Animosidad que predispone

Seguimos embelesados con lo que pudo ser y no fue e ignoramos la realidad que está a 180 grados

Está demostrado que la política es más visceral que racional. Sin embargo, cuando se trata de elegir a quienes van a dirigir la nación, administrar lo público, gestionar miles de millones y tomar decisiones que nos afectan, la razón debería tener más protagonismo, aunque casi siempre se olvida.
Nos acostumbramos a liderazgos o formas de ser que nos gustan o coinciden con nuestra manera de pensar. Hay quienes prefieren al atrevido, otros al prudente e incluso algunos se decantan por actitudes autoritarias, y también hay espacio para los anárquicos. Y cuando por medio de elecciones democráticas o procedimientos legalmente establecidos se sustituye a la persona que nos gusta, esas emociones se destapan y comienza una irracional persecución o crítica contra quienes son distintos a aquellos que simbolizaban nuestras preferencias. 
Vivimos, por partida doble, uno de esos momentos. Percibo una actitud crítica continuada a la labor del Ministerio Público porque la nueva fiscal general no convoca conferencias de prensa o luce tan mediática como su antecesora, algo que también le sucedió a aquella cuando sustituyó a Paz y Paz y tuvo que superar el momento ya olvidado. Vivimos un proceso de adaptación a nuevas formas y modos pero en lugar de apreciar la eficacia de la labor -a través de los casos que salen a la luz- nos preocupa más la ausencia del ruido de la rueda de prensa, de la presencia en medios de comunicación o extrañamos la sensación de ver a otros esposados, detenidos o perseguidos ¡Nos agrada más el ruido que las nueces! 

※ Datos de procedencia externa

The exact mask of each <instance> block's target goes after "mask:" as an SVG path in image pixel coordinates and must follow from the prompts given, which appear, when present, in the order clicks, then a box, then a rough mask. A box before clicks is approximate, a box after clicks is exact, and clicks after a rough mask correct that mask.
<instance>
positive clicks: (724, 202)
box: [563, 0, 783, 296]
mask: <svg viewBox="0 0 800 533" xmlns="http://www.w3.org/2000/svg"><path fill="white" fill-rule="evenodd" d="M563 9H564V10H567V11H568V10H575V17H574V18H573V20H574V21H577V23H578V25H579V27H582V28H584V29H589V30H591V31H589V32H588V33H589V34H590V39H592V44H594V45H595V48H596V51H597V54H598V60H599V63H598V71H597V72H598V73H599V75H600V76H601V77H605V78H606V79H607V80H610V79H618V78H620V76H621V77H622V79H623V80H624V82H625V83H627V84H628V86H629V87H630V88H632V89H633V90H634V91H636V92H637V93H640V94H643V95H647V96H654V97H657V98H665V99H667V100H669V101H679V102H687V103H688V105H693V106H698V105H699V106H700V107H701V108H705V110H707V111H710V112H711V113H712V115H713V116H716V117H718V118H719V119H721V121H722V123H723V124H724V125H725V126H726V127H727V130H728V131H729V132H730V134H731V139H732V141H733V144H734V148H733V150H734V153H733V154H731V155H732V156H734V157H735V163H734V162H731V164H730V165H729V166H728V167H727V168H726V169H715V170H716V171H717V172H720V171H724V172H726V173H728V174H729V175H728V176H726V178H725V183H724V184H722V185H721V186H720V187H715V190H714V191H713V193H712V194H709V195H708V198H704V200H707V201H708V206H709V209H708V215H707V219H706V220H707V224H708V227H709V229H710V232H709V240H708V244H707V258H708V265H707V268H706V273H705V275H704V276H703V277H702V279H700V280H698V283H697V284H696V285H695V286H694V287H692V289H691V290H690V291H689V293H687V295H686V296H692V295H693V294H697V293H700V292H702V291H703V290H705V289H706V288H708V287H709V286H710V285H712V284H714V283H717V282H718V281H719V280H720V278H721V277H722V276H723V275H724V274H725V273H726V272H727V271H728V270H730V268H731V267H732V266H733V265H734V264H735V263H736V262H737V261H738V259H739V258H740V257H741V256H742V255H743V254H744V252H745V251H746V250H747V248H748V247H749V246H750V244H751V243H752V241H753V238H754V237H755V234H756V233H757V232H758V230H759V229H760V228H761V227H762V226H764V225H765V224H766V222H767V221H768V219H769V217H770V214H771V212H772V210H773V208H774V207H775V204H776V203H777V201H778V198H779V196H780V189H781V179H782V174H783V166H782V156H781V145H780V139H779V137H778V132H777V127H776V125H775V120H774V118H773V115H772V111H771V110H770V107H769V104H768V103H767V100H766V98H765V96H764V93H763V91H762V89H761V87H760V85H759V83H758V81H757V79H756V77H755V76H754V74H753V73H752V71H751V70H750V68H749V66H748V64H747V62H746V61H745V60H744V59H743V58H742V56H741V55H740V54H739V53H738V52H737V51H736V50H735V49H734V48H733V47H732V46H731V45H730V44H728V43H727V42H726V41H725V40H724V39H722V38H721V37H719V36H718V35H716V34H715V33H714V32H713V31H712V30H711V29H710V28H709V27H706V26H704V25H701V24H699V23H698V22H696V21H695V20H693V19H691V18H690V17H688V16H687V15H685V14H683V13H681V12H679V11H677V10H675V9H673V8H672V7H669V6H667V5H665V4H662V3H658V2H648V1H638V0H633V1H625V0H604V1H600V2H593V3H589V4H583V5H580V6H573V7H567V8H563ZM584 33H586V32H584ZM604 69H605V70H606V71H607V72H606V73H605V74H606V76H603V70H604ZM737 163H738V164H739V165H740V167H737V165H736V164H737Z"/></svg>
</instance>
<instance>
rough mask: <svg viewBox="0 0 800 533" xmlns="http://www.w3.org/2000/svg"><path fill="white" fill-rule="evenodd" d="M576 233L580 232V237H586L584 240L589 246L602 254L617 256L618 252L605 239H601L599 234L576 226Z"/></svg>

Algo similar ocurre con el Presidente electo. Algunos no gustan de sus formas o modos aunque no advertimos que quizá los nuestros no sean muy diferentes. Se ha decidido, democráticamente, a quiénes poner al frente del país en los próximos años y seguramente muchos hubiesen preferido que las cosas sucedieran de otra manera, pero las reglas de juego determinaron lo contrario y hay dos formas de convivir con esa endémica preocupación: aceptar el sistema democrático y sus resultados viendo como optimizarlo -aplicar la razón- o desacreditarlo continuamente con fútiles cuestiones que impiden el avance del país -actuar con emoción-. Pareciera que seguimos embelesados con lo que pudo ser y no fue mientras ignoramos la realidad que está a 180 grados.
En 1975 España era una dictadura; en 1976 una monarquía. Se legalizaron los partidos políticos, entre ellos el comunista y el socialista, y la reacción no se hizo esperar tras 36 años de régimen autoritario. Vencer la inercia no fue fácil y, sin embargo, 15 años después, sobresalían positivamente los indicadores sociales, económicos y políticos. Si aquellos gachupines supieron hacerlo quizá heredamos esa mostrada capacidad o, si rechazamos a los invasores, demostremos que somos capaces de superarlos y hacerlo mucho mejor que ellos.
Estamos en un momento de cambio que la ciudadanía anhelaba y hay una oportunidad para retomar el rumbo de forma correcta; diferente a como se venían haciendo. Es hora de mostrar -y conceder- confianza, de apostar por el desarrollo, por la nueva política. Tiempo de mirar cómo se pueden promover inversiones, generar dinámicas propositiva y alejarse de la crisis. Ello requiere de inteligencia emocional adecuada y reflexión sensata, más allá de continuar con la polarización en la que caímos -o a la que nos llevaron- que ha demostrado no ser útil. Llevamos demasiado tiempo adormilados en un inútil pasado y anclados en confrontaciones permanentes que trascienden generaciones perdidas. Aprovechemos la oportunidad, convoque el nuevo Presidente una mesa de consenso y definamos acuerdos, o demos un paso al lado si carecemos de fuerzas, ganas o confianza.